The conformations of nitrogen-in-the-ring sugars and their N-alkyl derivatives were studied from 1H NMR analyses, mainly using 3J(H,H) coupling constants and quantitative NOE experiments. No significant difference was seen in the ring conformation of 1-deoxynojirimycin (1), N-methyl-1-deoxynojirimycin (2), and N-butyl-1-deoxynojirimycin (3). However, it was shown that the C6 OH group in 1 is predominantly equatorial to the piperidine ring, while that in 2 or 3 is predominantly axial, and its N-alkyl group is oriented equatorially. In the furanose analogues 1,4-dideoxy-1,4-imino-D-arabinitol (4) and its N-methyl (5) and N-butyl (6) derivatives, the five-membered ring conformation differed significantly by the presence or absence of the N-substituted group and the length of the N-alkyl chain. Compound 3 reduced its inhibitory effect on almost all glycosidases, resulting in an extremely specific inhibitor for processing alpha-glucosidase I since N-alkylation of 1 is known to enhance both the potency and specificity of this enzyme in vitro and in vivo. This preferred (C6 OH axial) conformation in 2 and 3 appears to be responsible for their strong alpha-glucosidase I activity. Compound 4 is a good inhibitor of intestinal alpha-glucohydrolases, alpha-glucosidase II, and Golgi alpha-mannosidases I and II, but its N-alkyl derivatives 5 and 6 markedly decreased inhibitory potential for all enzymes tested. In the case of 2,5-dideoxy-2,5-imino-D-mannitol (DMDP, 7), which is a potent beta-galactosidase inhibitor, its N-methyl (8) and N-butyl (9) derivatives completely lost potency toward beta-galactosidase as well. N-Alkylation of compounds 4 and 7, known well as potent yeast alpha-glucosidase inhibitors, resulted in a serious loss of inhibitory activity toward yeast alpha-glucohydrolases. Activity of these nine analogues against HIV-1 replication was determined, based on the inhibition of virus-induced cytopathogenicity in MT-4 and MOLT-4 cells. Compounds 2 and 3, which are better inhibitors of alpha-glucosidase I than 1, proved active with EC50 values of 69 and 49 micrograms/mL in MT-4 cells and 100 and 37 micrograms/mL in MOLT-4 cells, respectively, while none of the furanose analogues exhibited any inhibitory effects on HIV-1. The change in potency and specificity of bioactivity by N-alkylation of nitrogen-in-the-ring sugars appears to be correlated with their conformational change.

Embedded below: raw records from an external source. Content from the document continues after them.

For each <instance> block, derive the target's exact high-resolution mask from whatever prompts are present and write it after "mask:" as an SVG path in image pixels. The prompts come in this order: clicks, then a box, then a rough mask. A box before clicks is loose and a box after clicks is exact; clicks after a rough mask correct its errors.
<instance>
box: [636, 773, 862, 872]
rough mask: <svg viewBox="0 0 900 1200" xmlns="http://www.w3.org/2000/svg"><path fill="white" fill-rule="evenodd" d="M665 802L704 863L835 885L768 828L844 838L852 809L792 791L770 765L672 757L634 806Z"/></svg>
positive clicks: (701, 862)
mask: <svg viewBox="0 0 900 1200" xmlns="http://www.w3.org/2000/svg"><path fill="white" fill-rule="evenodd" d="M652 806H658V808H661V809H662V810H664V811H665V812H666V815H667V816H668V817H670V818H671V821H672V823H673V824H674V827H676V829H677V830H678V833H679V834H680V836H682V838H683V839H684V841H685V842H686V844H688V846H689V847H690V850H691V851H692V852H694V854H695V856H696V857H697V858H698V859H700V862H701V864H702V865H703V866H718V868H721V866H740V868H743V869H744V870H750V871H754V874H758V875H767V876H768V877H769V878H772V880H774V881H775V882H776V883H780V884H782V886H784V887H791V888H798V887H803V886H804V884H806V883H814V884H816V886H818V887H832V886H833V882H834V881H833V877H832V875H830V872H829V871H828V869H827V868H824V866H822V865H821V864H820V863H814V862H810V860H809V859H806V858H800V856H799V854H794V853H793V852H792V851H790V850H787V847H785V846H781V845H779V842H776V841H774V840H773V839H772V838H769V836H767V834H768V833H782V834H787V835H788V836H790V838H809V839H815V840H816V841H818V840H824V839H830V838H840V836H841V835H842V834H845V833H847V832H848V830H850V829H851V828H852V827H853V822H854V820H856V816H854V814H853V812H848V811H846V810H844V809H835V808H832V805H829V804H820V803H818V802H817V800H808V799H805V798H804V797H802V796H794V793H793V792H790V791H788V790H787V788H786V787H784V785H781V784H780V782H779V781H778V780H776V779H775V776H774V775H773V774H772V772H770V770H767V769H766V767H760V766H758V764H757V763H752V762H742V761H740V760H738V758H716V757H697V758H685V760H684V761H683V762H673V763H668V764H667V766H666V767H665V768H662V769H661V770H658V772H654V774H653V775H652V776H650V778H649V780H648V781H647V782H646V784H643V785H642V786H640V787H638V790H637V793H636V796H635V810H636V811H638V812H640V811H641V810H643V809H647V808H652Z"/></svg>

通过¹H NMR分析,主要利用³J(H,H)耦合常数和定量NOE实验,研究了环氮糖及其N-烷基衍生物的构象。1-脱氧野尻霉素(1)、N-甲基-1-脱氧野尻霉素(2)和N-丁基-1-脱氧野尻霉素(3)的环构象没有明显差异。然而,结果表明,1中的C6 OH基团主要位于哌啶环的平伏键位置,而2或3中的C6 OH基团主要位于直立键位置,且其N-烷基基团取向于平伏键。在呋喃糖类似物1,4-二脱氧-1,4-亚氨基-D-阿拉伯糖醇(4)及其N-甲基(5)和N-丁基(6)衍生物中,五元环构象因N-取代基的存在与否以及N-烷基链的长度而有显著差异。化合物3几乎降低了对所有糖苷酶的抑制作用,成为加工α-葡糖苷酶I的极具特异性的抑制剂,因为已知1的N-烷基化可在体外和体内增强该酶的效力和特异性。2和3中这种优选的(C6 OH直立键)构象似乎是它们具有强α-葡糖苷酶I活性的原因。化合物4是肠道α-葡糖苷水解酶、α-葡糖苷酶II以及高尔基体α-甘露糖苷酶I和II的良好抑制剂,但其N-烷基衍生物5和6对所有测试酶的抑制潜力显著降低。对于作为有效的β-半乳糖苷酶抑制剂的2,5-二脱氧-2,5-亚氨基-D-甘露糖醇(DMDP,7),其N-甲基(8)和N-丁基(9)衍生物对β-半乳糖苷酶也完全失去了效力。作为有效的酵母α-葡糖苷酶抑制剂而广为人知的化合物4和7的N-烷基化,导致对酵母α-葡糖苷水解酶的抑制活性严重丧失。基于对MT-4和MOLT-4细胞中病毒诱导的细胞病变效应的抑制作用,测定了这九种类似物对HIV-1复制的活性。作为比1更好的α-葡糖苷酶I抑制剂的化合物2和3,在MT-4细胞中的EC50值分别为69和49微克/毫升,在MOLT-4细胞中的EC50值分别为100和37微克/毫升,表现出活性,而呋喃糖类似物均未对HIV-1表现出任何抑制作用。环氮糖的N-烷基化导致的生物活性效力和特异性的变化似乎与其构象变化相关。